Most of Mario’s move-set in Odyssey is familiar to fans of the series. Ground pounds, long jumps and summersaults return to Mario’s arsenal but they’re all enhanced in the most athletic and natural ways by Cappy. Mario’s options open up exponentially when he can suddenly long jump, throw Cappy, dive onto and off of him before finally landing on the ground. Mario is more agile than ever thanks to Cappy. Of course, this doesn’t just effect Mario’s movement. Every gimmick that Nintendo adds to their Mario games impacts every part of that game’s design. So Mario’s more extensive move-set allowed Nintendo to create some of the series’ largest and most vertical stages yet. New Donk City is a highlight for giving Mario a metropolis to traverse like a playground thanks to the stage’s tall buildings that allow Mario to fully utilise his new arsenal.
But since this is Nintendo, Cappy’s abilities don’t end there. Cappy is also capable of possessing almost any enemy in the entire game, (Nintendo calls it ‘capturing’ but let’s not fool ourselves, it’s possession). This gives the designers at Nintendo almost limitless creative options when it comes to making fun and fresh new mechanics for platforming, combat and puzzle-solving. Super Mario Odyssey’s hat throw is a gimmick akin to gravity-bending in the Galaxy games, and the F.L.U.D.D. in Sunshine.
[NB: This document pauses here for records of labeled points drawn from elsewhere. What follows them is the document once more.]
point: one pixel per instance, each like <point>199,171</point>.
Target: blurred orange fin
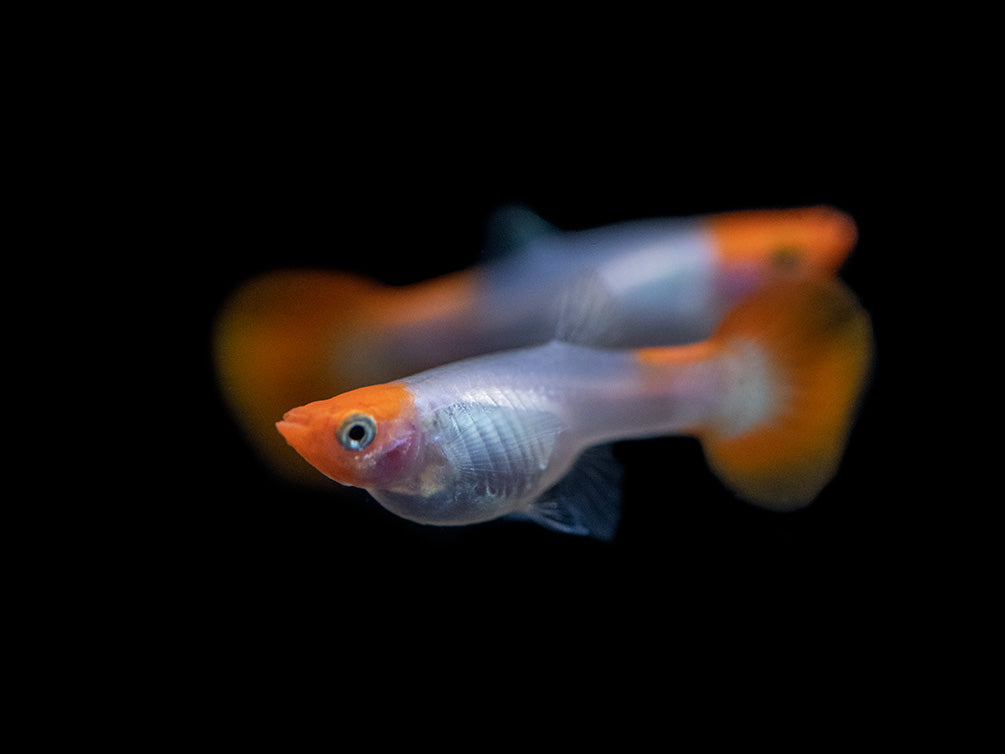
<point>797,356</point>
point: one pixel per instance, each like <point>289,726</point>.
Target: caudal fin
<point>796,357</point>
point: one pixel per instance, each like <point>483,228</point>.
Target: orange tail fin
<point>797,357</point>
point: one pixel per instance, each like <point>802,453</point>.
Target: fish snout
<point>293,425</point>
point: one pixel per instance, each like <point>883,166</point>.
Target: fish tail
<point>795,358</point>
<point>273,345</point>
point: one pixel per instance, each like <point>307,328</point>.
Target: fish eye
<point>357,431</point>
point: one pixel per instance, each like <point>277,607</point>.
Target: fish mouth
<point>294,421</point>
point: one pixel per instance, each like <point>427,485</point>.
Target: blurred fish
<point>291,336</point>
<point>527,432</point>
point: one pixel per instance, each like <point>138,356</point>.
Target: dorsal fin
<point>512,227</point>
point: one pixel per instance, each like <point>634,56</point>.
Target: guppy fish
<point>770,396</point>
<point>290,336</point>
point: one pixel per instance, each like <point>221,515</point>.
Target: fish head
<point>772,243</point>
<point>367,437</point>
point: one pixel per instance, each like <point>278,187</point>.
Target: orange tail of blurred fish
<point>798,356</point>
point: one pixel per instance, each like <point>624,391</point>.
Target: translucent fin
<point>512,228</point>
<point>587,313</point>
<point>587,501</point>
<point>797,356</point>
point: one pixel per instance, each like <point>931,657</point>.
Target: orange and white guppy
<point>291,336</point>
<point>527,432</point>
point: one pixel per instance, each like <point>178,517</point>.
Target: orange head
<point>367,437</point>
<point>810,239</point>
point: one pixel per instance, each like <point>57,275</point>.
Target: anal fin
<point>587,501</point>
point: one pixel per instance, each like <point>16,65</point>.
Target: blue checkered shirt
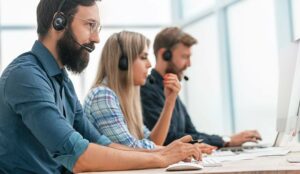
<point>103,109</point>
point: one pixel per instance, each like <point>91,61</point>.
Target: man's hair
<point>47,8</point>
<point>170,37</point>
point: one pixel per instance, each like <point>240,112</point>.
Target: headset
<point>167,55</point>
<point>123,61</point>
<point>59,18</point>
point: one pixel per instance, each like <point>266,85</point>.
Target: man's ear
<point>160,52</point>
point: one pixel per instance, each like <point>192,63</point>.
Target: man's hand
<point>245,136</point>
<point>171,86</point>
<point>206,148</point>
<point>179,150</point>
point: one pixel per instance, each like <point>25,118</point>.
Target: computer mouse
<point>184,166</point>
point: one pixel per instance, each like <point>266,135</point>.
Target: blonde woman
<point>113,105</point>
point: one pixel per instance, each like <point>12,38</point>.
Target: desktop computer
<point>288,105</point>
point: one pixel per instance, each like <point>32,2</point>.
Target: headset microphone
<point>89,49</point>
<point>186,78</point>
<point>151,79</point>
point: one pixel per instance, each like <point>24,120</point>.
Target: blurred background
<point>234,73</point>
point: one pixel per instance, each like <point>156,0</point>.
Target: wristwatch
<point>226,140</point>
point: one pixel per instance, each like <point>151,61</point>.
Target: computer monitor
<point>288,116</point>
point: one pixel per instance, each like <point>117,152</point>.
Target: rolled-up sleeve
<point>83,125</point>
<point>28,92</point>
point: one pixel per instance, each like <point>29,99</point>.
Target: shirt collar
<point>46,59</point>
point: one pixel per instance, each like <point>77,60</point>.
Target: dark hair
<point>47,8</point>
<point>169,37</point>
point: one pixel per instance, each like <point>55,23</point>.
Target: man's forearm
<point>101,158</point>
<point>126,148</point>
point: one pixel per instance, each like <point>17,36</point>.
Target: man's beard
<point>72,56</point>
<point>172,68</point>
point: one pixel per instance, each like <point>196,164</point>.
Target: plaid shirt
<point>103,109</point>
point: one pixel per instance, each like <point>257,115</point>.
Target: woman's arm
<point>171,89</point>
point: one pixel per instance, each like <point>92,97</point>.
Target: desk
<point>259,165</point>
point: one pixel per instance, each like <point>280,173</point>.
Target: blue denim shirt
<point>42,126</point>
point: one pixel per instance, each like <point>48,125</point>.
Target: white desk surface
<point>259,165</point>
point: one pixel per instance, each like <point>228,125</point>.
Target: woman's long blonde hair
<point>121,82</point>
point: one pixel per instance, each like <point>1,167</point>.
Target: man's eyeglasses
<point>94,25</point>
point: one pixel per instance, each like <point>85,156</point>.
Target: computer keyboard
<point>211,162</point>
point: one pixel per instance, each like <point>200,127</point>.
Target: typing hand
<point>245,136</point>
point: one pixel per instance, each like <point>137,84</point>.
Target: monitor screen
<point>288,121</point>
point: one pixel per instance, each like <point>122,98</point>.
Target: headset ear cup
<point>59,21</point>
<point>167,55</point>
<point>123,63</point>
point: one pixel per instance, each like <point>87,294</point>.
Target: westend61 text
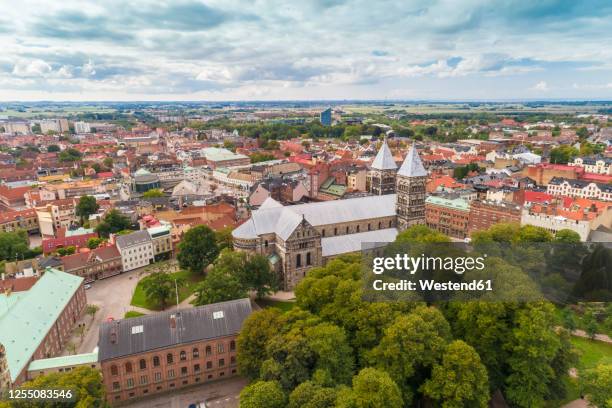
<point>429,285</point>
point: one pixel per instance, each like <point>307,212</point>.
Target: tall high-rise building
<point>410,189</point>
<point>326,117</point>
<point>381,176</point>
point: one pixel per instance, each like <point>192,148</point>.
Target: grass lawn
<point>592,352</point>
<point>191,280</point>
<point>284,306</point>
<point>132,313</point>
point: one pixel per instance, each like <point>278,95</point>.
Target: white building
<point>136,249</point>
<point>596,164</point>
<point>82,127</point>
<point>559,186</point>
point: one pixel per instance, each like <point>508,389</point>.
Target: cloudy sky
<point>319,49</point>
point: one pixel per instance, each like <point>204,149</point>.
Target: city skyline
<point>321,50</point>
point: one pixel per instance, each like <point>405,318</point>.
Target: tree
<point>257,330</point>
<point>224,238</point>
<point>64,251</point>
<point>312,395</point>
<point>563,154</point>
<point>372,388</point>
<point>69,155</point>
<point>533,346</point>
<point>85,382</point>
<point>92,310</point>
<point>198,249</point>
<point>263,394</point>
<point>159,287</point>
<point>14,245</point>
<point>86,206</point>
<point>153,193</point>
<point>108,162</point>
<point>460,380</point>
<point>569,321</point>
<point>260,276</point>
<point>218,286</point>
<point>93,242</point>
<point>112,223</point>
<point>410,347</point>
<point>596,384</point>
<point>567,236</point>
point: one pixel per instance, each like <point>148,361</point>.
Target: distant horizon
<point>271,50</point>
<point>347,100</point>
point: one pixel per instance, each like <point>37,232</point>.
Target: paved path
<point>579,403</point>
<point>219,394</point>
<point>599,337</point>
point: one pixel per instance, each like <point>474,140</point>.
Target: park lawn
<point>593,352</point>
<point>139,297</point>
<point>285,306</point>
<point>133,313</point>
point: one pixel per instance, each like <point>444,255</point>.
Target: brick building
<point>484,214</point>
<point>448,216</point>
<point>29,334</point>
<point>182,348</point>
<point>19,219</point>
<point>96,264</point>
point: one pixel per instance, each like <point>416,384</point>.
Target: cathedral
<point>296,238</point>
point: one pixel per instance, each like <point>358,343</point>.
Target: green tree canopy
<point>86,206</point>
<point>155,192</point>
<point>372,388</point>
<point>14,245</point>
<point>597,385</point>
<point>112,223</point>
<point>460,380</point>
<point>198,249</point>
<point>159,288</point>
<point>218,286</point>
<point>263,394</point>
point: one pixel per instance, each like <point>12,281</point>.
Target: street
<point>112,296</point>
<point>219,394</point>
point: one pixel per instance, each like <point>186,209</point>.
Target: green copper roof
<point>457,203</point>
<point>26,318</point>
<point>64,361</point>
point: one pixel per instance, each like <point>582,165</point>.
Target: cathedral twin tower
<point>408,183</point>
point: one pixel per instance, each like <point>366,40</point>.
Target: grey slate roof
<point>283,220</point>
<point>135,238</point>
<point>412,166</point>
<point>194,324</point>
<point>384,159</point>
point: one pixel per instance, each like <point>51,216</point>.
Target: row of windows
<point>142,363</point>
<point>117,386</point>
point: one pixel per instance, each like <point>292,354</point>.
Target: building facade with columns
<point>296,238</point>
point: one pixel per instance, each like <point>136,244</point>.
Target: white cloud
<point>540,86</point>
<point>32,68</point>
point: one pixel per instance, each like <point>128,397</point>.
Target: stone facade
<point>298,238</point>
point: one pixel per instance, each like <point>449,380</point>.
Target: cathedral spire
<point>412,166</point>
<point>384,158</point>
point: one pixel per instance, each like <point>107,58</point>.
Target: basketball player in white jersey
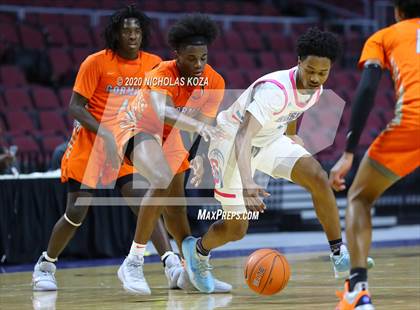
<point>263,122</point>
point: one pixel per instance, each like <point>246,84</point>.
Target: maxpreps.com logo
<point>217,162</point>
<point>127,88</point>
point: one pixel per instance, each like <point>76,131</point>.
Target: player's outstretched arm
<point>77,109</point>
<point>164,107</point>
<point>361,107</point>
<point>252,192</point>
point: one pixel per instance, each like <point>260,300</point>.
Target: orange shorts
<point>397,148</point>
<point>175,152</point>
<point>84,160</point>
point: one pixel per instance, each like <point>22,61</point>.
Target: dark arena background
<point>43,43</point>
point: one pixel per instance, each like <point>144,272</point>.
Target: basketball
<point>266,272</point>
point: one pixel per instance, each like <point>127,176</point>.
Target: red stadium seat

A fundamental gameplay idea that impacts every section of the game’s design from its move-set, level layouts and even aesthetics. It’s what puts Nintendo ahead of other developers when it comes to gameplay and it’s all thanks to Cappy.
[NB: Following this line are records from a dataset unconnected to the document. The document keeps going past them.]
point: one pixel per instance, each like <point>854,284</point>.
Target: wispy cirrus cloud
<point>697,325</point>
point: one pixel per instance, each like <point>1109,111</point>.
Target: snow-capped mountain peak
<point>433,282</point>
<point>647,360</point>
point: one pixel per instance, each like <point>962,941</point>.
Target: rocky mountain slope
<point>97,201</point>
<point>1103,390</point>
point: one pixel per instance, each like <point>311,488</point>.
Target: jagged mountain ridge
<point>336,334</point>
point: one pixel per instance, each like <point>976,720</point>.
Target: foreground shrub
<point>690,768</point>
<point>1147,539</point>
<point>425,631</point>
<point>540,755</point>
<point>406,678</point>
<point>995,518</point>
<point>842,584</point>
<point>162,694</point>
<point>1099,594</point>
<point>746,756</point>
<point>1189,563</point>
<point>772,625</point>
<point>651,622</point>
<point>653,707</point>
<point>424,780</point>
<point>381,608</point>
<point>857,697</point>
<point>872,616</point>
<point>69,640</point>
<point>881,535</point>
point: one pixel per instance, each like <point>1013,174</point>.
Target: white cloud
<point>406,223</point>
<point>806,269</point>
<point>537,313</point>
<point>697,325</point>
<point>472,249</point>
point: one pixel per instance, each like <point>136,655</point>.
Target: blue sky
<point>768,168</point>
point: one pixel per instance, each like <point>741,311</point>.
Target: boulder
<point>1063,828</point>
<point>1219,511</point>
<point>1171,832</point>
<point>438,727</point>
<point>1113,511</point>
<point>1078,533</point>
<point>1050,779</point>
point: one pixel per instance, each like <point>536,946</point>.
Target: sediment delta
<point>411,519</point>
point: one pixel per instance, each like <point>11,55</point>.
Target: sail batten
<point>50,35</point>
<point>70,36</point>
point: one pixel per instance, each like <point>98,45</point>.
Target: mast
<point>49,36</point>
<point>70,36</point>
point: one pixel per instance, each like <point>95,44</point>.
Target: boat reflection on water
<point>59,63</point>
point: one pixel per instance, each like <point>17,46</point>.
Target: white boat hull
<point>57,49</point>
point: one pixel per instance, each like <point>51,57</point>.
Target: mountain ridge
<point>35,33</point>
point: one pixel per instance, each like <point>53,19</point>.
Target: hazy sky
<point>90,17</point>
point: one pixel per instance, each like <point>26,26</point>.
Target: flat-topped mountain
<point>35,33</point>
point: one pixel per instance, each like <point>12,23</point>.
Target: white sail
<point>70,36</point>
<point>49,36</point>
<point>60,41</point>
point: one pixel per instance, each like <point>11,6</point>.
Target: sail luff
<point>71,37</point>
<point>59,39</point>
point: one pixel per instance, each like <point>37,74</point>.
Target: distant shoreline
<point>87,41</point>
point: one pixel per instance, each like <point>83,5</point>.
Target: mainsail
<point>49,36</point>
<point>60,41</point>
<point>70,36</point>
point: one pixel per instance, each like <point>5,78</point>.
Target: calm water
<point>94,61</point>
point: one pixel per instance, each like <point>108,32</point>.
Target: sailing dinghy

1- Trico (The Last Guardian)
Director, Fumito Ueda influenced generations of game designers with his first game, Ico. Waves of titles since have adopted Ico’s minimalist design and emphasis on a companion throughout the journey. It’s fitting then, that Ueda’s third game, The Last Guardian, stands as his perfection of this idea, featuring the most convincingly real video game character of all time: Trico.
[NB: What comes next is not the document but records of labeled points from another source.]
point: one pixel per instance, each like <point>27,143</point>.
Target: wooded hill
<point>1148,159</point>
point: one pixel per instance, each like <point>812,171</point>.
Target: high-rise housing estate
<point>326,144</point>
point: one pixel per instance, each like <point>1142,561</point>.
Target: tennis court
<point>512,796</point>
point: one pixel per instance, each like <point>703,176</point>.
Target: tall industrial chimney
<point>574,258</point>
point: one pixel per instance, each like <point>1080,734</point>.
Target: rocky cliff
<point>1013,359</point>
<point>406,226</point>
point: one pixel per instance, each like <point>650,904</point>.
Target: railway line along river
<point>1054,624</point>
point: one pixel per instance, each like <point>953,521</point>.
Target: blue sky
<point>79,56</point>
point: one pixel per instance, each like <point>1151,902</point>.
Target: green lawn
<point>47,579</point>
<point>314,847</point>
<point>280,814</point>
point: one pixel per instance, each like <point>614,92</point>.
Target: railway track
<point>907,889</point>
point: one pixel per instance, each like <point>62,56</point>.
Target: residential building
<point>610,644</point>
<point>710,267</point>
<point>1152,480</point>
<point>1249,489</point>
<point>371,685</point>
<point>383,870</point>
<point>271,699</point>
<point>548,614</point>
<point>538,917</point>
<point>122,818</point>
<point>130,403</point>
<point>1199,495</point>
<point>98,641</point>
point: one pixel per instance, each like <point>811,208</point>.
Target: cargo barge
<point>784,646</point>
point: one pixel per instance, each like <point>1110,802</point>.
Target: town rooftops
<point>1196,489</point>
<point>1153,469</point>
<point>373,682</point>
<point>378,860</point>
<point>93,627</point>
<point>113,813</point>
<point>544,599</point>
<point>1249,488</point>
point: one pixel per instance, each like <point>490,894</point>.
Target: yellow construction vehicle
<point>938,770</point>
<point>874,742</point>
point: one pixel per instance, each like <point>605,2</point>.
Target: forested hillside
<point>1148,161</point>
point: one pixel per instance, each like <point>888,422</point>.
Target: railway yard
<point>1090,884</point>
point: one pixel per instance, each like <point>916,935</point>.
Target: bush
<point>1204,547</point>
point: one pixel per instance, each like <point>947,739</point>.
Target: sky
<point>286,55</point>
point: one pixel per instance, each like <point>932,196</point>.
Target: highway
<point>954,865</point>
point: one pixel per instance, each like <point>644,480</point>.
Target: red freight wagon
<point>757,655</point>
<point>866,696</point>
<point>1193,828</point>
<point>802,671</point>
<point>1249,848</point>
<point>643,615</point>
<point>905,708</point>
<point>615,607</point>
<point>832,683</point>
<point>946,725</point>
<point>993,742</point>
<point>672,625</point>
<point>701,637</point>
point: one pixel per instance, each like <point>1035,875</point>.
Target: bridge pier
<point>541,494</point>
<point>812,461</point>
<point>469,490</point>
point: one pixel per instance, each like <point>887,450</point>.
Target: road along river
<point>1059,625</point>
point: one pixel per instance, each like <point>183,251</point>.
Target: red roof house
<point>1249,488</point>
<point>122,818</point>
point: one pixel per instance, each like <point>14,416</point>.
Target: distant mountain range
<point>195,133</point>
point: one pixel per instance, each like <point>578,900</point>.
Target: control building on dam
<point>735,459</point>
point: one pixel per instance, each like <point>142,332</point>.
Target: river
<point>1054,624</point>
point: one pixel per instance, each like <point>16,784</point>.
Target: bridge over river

You might be immediately charmed by looking at Trico. You might be immediately confused. Both are valid reactions since Trico is half-bird, half-dog, and half-cat; if my math adds up then he’s 150% animal. It’s important to emphasise Trico’s aesthetic qualities because of how crucial his animations are to selling Trico as a character. He’ll begin running stupidly the minute you enter the outdoors, he’ll roll around in ponds joyously, scratch and howl at gates when you’re on the other side. There are a hundred different moments like these that sell Trico as an empathetic animal. He’s as expressive as any other human NPC with his own mannerisms and distinct sounds; it’s always easy to tell what Trico is thinking.
As important as Trico’s animations are in isolation, his reactions to the player are where The Last Guardian soars. Unlike other games with rideable mounts, the player never has direct control over the giant beast. The player character can only lead Trico, point at objects or call out to him, but that’s about it. Sometimes Trico will find his own way through an environment and sometimes the bird-dog will completely ignore and dismiss your commands. This could be infuriating for some players that want a more straightforward experience but it makes Trico feel truly alive.
What cements Trico’s place at the top of our list is his growing, remarkable bond with the player character. At first Trico seems to be an imposing, hostile beast. However, over time their bond strengthens in the most subtle and heartfelt ways. Trico begins to act differently when the player is in danger, is far away, or petting him. The most astounding thing about this development is that The Last Guardian’s gameplay and systems depict this relationship and tell its story, rather than cutscenes and dialogue. The interdependent relationship between the player and Trico is unlike anything else in the medium and overall, its message about how we should interact with nature is as resonant now as it has ever been.